In 1924, he moved with his family to Jerusalem, and during that same year he traveled to England on behalf of Menachem Ussishkin in order to raise funds for the Jewish National Fund and Keren Hayesod. Following the success of these campaigns he was sent to the United States on behalf of the Jewish National Fund. Mileikowsky's numerous speeches made a strong impression on the American Jewish community. In 1926, the newspaper Dos Yiddishe Folk reported that the American Zionist Rabbi Mileikowsky lectured in 700 places through nine months. Once a year, Mileikowsky used to visit Palestine. In 1928, Mileikowsky published several of his speeches in the book Nation and State (עם ומדינה).

On the eve of the 1929 Palestine riots, Mileikowsky returned to Palestine, purchased land in Herzliya in which he built up a farm, and in addition he was active in the Hitahdut HaIkarim settlement movement for private farmers.

After the assassination of Haim Arlosoroff in 1933, Rabbi Mileikowsky, who was affiliated with the Revisionist movement, took part in the establishment of a public committee, headed by Rabbi Abraham Isaac Kook, which protected those accused of Arlosoroff's assassination—namely, Zvi Rosenblatt and Abraham Stavsky.

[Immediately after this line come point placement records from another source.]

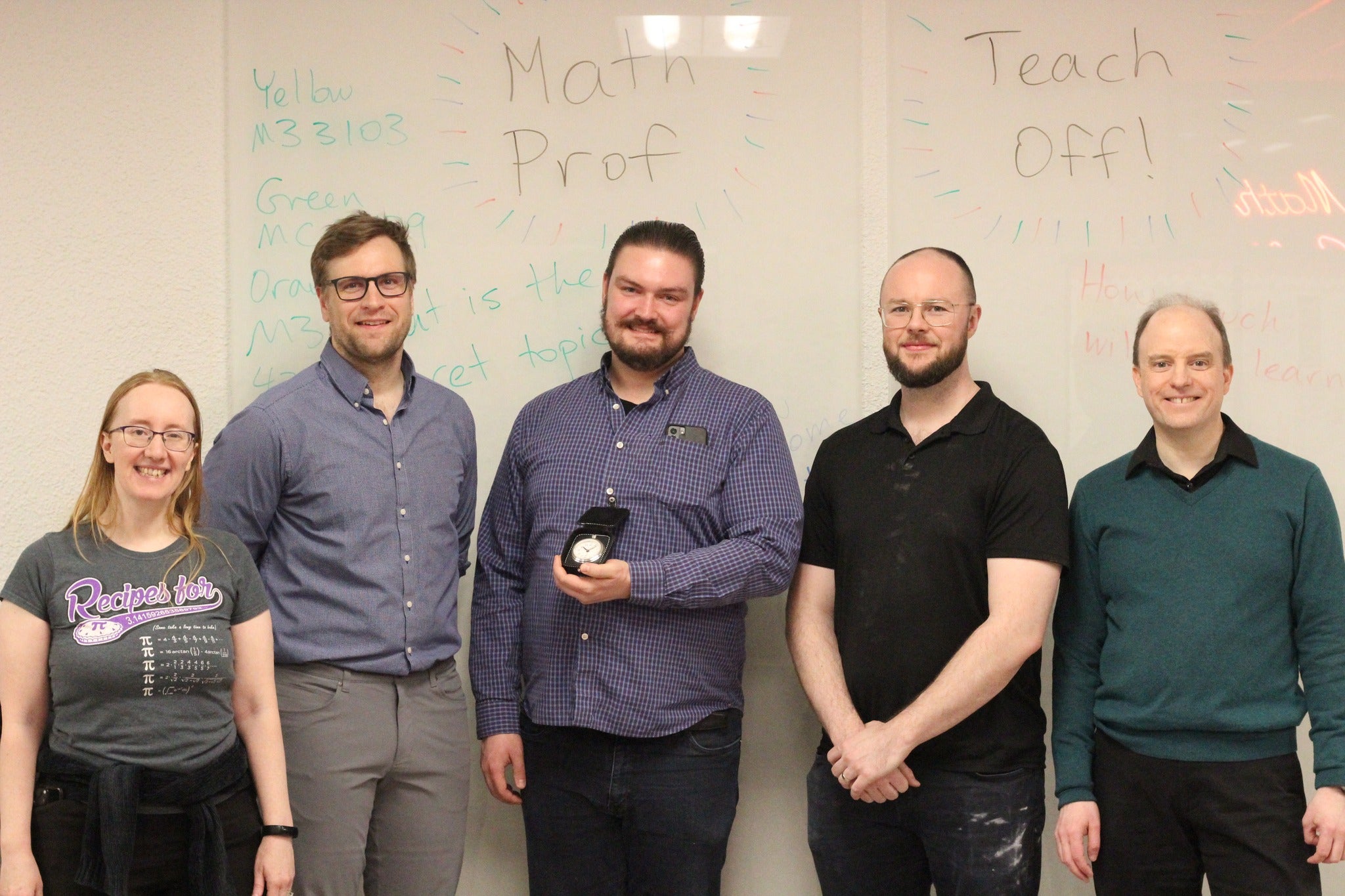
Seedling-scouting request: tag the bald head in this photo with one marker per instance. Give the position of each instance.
(946, 264)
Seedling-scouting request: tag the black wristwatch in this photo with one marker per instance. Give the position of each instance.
(280, 830)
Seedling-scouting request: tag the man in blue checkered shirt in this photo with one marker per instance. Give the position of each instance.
(617, 695)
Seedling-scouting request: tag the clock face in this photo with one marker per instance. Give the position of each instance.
(586, 550)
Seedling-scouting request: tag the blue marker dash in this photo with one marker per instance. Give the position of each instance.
(732, 206)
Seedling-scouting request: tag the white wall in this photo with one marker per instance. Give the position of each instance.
(112, 232)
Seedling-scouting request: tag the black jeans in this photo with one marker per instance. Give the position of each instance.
(1166, 824)
(608, 815)
(965, 833)
(160, 861)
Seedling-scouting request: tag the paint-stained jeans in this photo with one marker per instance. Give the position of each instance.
(967, 834)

Rabbi Mileikowsky argued that the evidence indicated that they did not commit the assassination and that their execution could lead to a civil war, which would harm the Zionist enterprise.

Rabbi Mileikowsky died from diphtheria in Jerusalem on February 4, 1935, and was buried in the Mount of Olives Cemetery. Rabbi Abraham Isaac Kook referred to Mileikowsky in his eulogy as a "divine speaker".

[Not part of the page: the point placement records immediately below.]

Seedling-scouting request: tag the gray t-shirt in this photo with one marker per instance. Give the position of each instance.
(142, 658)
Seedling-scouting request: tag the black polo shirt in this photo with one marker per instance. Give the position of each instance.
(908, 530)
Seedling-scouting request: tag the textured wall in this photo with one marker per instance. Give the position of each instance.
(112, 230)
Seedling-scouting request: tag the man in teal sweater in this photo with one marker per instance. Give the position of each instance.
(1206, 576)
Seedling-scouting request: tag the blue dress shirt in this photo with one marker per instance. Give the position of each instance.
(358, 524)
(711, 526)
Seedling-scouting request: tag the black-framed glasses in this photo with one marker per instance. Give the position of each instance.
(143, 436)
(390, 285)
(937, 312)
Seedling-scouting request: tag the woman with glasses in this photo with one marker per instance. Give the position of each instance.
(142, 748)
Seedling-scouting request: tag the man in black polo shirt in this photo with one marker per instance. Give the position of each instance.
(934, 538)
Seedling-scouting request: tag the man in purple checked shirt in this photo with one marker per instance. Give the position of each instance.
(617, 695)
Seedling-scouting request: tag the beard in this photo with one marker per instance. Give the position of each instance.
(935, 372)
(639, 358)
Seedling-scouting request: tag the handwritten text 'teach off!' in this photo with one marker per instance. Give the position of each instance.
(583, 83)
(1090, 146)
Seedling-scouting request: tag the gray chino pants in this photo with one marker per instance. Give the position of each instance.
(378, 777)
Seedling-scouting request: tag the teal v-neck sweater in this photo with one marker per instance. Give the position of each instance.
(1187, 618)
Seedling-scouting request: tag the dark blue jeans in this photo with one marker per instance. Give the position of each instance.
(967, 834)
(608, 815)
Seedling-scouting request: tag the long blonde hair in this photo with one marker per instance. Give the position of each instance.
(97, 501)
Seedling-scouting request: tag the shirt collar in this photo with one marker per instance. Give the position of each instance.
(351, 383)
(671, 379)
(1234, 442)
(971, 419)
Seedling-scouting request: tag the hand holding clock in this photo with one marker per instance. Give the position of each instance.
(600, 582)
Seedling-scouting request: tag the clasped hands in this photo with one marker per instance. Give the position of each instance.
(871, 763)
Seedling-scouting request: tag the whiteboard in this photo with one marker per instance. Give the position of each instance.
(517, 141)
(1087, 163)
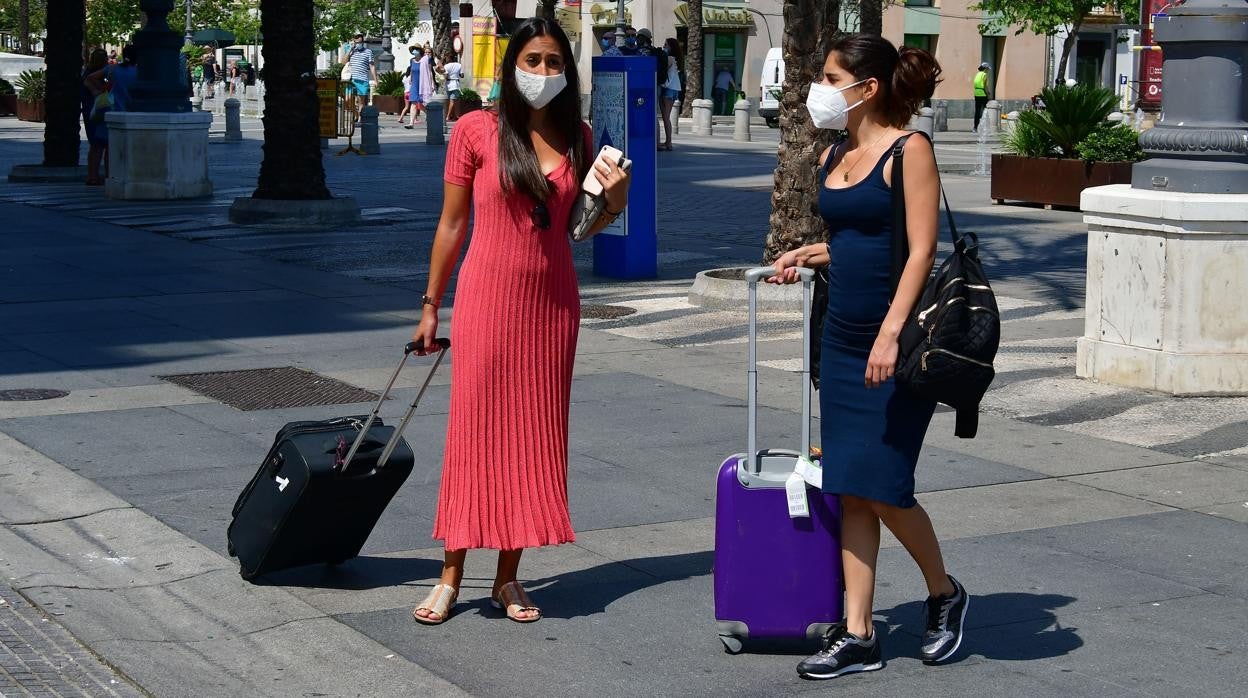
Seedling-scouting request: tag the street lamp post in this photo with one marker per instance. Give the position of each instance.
(386, 61)
(187, 39)
(619, 24)
(1201, 144)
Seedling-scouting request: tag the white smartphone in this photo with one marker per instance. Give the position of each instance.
(612, 155)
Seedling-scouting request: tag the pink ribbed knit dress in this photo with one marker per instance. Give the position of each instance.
(504, 478)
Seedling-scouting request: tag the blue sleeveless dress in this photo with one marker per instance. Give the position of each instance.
(871, 437)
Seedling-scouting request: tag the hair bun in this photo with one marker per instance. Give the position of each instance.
(916, 76)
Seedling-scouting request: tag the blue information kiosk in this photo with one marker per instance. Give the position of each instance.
(624, 116)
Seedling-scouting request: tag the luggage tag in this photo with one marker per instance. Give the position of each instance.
(795, 488)
(804, 473)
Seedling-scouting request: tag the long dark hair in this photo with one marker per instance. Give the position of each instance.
(906, 78)
(673, 48)
(518, 162)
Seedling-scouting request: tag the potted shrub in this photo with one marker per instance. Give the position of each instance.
(468, 100)
(8, 99)
(390, 93)
(31, 89)
(1055, 154)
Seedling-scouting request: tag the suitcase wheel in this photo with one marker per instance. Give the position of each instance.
(731, 643)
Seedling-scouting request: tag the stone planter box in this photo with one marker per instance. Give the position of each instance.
(30, 111)
(387, 104)
(1051, 181)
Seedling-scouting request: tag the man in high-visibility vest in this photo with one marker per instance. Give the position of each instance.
(981, 93)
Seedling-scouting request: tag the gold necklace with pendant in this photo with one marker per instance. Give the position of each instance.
(846, 176)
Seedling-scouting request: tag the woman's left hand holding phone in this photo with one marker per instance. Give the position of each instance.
(615, 182)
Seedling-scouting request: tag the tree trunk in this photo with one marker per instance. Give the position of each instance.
(871, 16)
(693, 59)
(1067, 45)
(795, 221)
(441, 13)
(64, 61)
(24, 26)
(291, 167)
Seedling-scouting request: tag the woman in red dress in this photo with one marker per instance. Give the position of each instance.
(504, 481)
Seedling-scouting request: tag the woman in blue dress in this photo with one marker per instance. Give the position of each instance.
(872, 428)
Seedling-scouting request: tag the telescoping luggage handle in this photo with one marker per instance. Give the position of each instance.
(751, 279)
(412, 347)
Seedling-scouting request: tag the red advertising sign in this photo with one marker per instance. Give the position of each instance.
(1150, 56)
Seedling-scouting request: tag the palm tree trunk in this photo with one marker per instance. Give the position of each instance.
(795, 221)
(1066, 51)
(291, 167)
(64, 76)
(441, 13)
(694, 59)
(871, 16)
(24, 28)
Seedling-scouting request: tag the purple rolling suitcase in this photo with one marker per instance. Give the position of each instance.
(775, 577)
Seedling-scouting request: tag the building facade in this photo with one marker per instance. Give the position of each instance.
(738, 35)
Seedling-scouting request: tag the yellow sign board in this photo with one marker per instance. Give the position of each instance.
(327, 106)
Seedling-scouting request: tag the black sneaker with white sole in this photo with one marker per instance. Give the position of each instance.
(843, 653)
(945, 617)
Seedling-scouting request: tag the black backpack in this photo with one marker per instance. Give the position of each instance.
(950, 339)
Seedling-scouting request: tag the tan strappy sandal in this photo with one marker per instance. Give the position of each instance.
(441, 601)
(512, 598)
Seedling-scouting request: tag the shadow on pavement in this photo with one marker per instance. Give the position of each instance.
(588, 592)
(358, 573)
(1017, 627)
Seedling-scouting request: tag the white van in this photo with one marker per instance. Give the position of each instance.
(770, 88)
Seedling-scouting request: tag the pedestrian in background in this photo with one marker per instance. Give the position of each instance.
(516, 171)
(413, 89)
(723, 91)
(871, 428)
(454, 74)
(980, 85)
(670, 89)
(360, 61)
(210, 76)
(407, 93)
(96, 130)
(427, 84)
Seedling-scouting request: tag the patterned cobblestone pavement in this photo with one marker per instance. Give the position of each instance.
(40, 658)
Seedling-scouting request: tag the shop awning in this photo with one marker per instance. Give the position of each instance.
(719, 16)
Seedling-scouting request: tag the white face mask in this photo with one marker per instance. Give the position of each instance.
(539, 89)
(828, 106)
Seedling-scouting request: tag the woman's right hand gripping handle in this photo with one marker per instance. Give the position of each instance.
(427, 331)
(786, 265)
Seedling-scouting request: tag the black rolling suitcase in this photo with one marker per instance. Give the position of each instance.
(322, 487)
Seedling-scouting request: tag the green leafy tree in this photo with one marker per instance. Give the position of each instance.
(1050, 16)
(111, 21)
(337, 20)
(30, 14)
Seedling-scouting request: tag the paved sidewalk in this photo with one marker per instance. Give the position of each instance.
(1088, 522)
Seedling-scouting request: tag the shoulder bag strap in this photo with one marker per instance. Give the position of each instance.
(900, 241)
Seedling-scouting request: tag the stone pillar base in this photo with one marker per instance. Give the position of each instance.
(1163, 371)
(1167, 281)
(44, 174)
(157, 155)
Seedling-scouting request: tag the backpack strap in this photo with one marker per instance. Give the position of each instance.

The square most adjacent to Israel's national cemetery in Mount Herzl is named after Nathan Mileikowsky.

== Family ==
Nathan and his wife Sarah Mileikowsky (née Lurie) had nine children, including: Benzion Netanyahu (the father of Iddo, Yonatan and Benjamin Netanyahu) and Elisha Netanyahu (the husband of Shoshana Netanyahu and the father of Nathan Netanyahu), Saadia Mileikowsky, Amos Milo (Mileikowsky), Miriam (Miri) Margolin, Zacharia (Jaco) Milo, Ezra Mileikowsky, Mattityahu (Maty) Mileikowsky and Hovav Mileikowsky.